A lineographic representation of the arms of the Dauphin. Designed by Jean de Beaugrand in 1604.

In Mark Twain's Adventures of Huckleberry Finn, Huck encounters two odd characters who turn out to be professional con men. One of them claims that he should be treated with deference, since he is "really" an impoverished English duke, and the other, not to be outdone, reveals that he is "really" the Dauphin ("Looy the Seventeen, son of Looy the Sixteen and Marie Antoinette").
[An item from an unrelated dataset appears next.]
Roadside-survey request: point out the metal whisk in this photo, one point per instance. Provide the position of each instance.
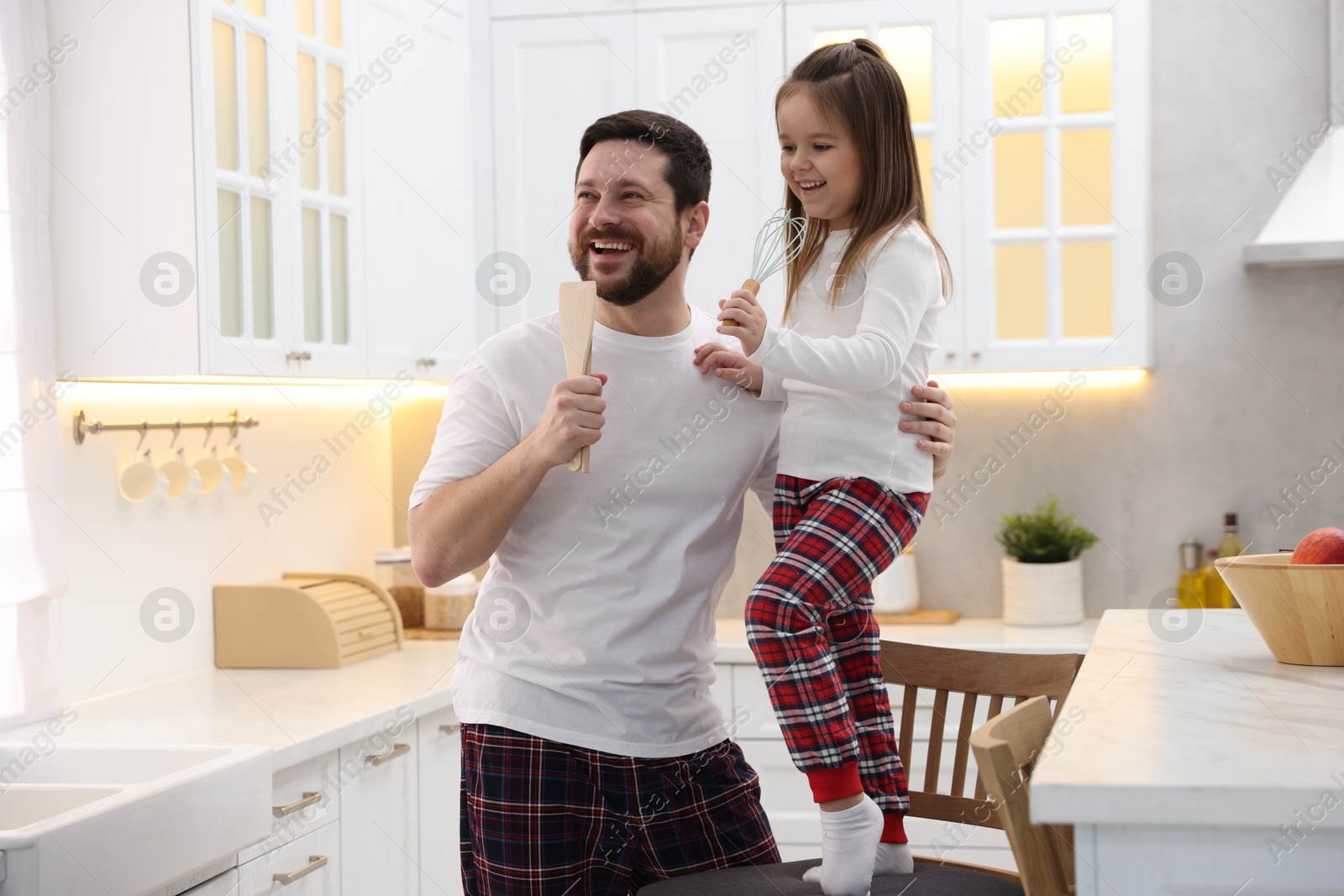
(779, 244)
In Baronness Emma Orczy's Eldorado, the Scarlet Pimpernel rescues the Dauphin from prison and helps spirit him from France.

Alphonse Daudet wrote a short story called "The Death of the Dauphin", about a young Dauphin who wants to stop Death from approaching him.

It is also mentioned in Cormac McCarthy's Blood Meridian.